The subject of The Moor’s Account is the ill-fated 1527 Narváez expedition in which a group of Spanish explorers and set out to establish colonies in Florida. Only four men from the expedition of around 300 survived. One of these survivors was an enslaved African known as Estevanico, and this novel is his version of events. I knew nothing about this particular expedition, so I can’t speak to what Lalami got right or wrong, but I can attest to her having written an exciting story of exploration and survival.
In her author’s note, Lalami says that her version of Esteban is entirely fictional. She gives him a history in Morocco in which he himself was a slave trader known as Mustafa al-Zamori. It was starvation and fear for his family’s future that led him to sell himself into slavery and eventually into the hands of Dorantes, an explorer bound for Florida. The early chapters of the novel alternate between Mustafa’s back story and his journey through the New World.

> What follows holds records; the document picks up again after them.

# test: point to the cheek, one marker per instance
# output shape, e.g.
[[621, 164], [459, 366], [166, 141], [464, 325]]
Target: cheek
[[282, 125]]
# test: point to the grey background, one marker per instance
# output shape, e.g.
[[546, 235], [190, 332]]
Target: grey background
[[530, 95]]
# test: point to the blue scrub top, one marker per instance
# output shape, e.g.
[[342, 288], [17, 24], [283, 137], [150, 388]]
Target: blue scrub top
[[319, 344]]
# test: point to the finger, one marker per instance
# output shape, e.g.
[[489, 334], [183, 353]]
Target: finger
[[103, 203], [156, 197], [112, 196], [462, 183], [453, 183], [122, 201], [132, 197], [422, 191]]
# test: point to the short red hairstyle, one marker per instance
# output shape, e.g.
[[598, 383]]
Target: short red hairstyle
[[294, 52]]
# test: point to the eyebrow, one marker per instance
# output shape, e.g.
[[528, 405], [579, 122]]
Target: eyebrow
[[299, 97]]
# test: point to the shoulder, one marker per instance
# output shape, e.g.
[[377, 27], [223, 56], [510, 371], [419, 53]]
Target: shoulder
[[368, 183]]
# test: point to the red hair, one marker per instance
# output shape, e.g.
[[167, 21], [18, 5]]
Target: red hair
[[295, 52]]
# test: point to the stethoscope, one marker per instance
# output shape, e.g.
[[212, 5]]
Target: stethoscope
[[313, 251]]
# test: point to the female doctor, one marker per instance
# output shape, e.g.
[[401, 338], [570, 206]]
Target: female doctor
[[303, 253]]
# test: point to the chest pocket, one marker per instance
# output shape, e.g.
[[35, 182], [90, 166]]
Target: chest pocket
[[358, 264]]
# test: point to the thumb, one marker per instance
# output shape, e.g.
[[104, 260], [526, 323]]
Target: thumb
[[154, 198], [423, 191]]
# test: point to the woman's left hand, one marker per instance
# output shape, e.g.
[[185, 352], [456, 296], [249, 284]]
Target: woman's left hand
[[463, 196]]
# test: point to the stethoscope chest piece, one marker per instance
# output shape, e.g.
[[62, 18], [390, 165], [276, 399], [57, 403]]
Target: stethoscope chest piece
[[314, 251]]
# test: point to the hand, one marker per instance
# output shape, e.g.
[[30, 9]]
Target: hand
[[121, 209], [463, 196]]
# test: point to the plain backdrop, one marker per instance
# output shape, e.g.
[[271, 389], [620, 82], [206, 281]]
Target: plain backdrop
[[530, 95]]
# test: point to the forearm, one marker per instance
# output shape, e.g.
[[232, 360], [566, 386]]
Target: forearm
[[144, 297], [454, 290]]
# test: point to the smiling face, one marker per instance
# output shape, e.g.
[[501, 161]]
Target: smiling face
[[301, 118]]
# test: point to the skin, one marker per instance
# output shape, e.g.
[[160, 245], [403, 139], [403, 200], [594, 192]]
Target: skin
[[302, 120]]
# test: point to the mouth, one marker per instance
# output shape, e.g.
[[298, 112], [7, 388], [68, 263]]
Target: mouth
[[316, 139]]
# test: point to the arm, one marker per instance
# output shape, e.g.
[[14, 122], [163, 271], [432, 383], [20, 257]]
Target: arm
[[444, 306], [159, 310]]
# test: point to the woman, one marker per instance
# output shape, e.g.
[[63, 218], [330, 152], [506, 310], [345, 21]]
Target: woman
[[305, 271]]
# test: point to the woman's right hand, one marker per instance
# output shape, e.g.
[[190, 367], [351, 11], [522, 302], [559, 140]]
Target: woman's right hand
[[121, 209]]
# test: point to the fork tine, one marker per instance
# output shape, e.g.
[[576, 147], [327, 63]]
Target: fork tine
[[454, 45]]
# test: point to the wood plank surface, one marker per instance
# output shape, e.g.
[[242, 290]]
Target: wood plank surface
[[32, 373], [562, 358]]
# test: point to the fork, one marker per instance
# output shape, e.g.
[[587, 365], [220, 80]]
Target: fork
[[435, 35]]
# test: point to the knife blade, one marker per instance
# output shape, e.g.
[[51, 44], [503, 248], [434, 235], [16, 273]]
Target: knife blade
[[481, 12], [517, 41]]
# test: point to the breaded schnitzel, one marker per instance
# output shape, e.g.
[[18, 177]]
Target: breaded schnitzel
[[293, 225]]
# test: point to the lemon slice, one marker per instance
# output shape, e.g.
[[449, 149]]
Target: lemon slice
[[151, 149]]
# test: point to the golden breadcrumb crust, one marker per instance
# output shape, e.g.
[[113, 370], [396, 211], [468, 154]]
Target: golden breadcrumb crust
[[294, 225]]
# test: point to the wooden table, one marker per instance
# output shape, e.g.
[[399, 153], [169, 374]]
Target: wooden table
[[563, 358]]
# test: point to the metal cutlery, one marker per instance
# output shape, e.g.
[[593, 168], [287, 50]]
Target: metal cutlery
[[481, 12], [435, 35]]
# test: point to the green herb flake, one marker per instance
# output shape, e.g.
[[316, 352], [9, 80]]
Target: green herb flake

Eventually, the story settles into Mustafa’s account of his travels, which includes encounters with multiple American Indian tribes, periods of starvation and sickness, and bewildering dilemmas as the explorers become more and more lost and must determine what to do.
I was impressed at how Lalami was able to show the colonists’ serious misdeeds without turning them into monsters. These men bring violence, greed, and disease with them. As an outsider, Mustafa sees their wrongdoing but is powerless to intercede as they rape and pillage their way across North America. Still, when there are only a handful of men left, and they are starving and hoping to figure out a way home, it’s hard not to hope along with them. I rooted against them and for them and against them again. And while Mustafa is at times a shade more modern than I might expect, he doesn’t feel like a 21st-century man planted into the 16th century. The book doesn’t take a superior attitude toward its historical subjects, and I appreciate that. It shows us their atrocities but doesn’t preach about how vile those atrocities were. It trusts readers to see it.
Although I enjoyed this book a lot and would recommend it to anyone who likes exploration and survival narratives, it’s not the kind of book I’d expect to see on the Booker list. As entertaining as it is, it doesn’t do much that’s particularly original or new, other than offering an enslaved narrator whose perspective on the venture will, of course, be different from that of the free men he’s with. Watching Mustafa’s role shift over time as the group dwindles and his enslaved status becomes less relevant is interesting, I suppose, but it’s not unpredictable.
Still, even though this isn’t in what I’d consider the absolute top tier of historical fiction, I’m glad to have read it, and I look forward to seeing what the others on the shadow panel think.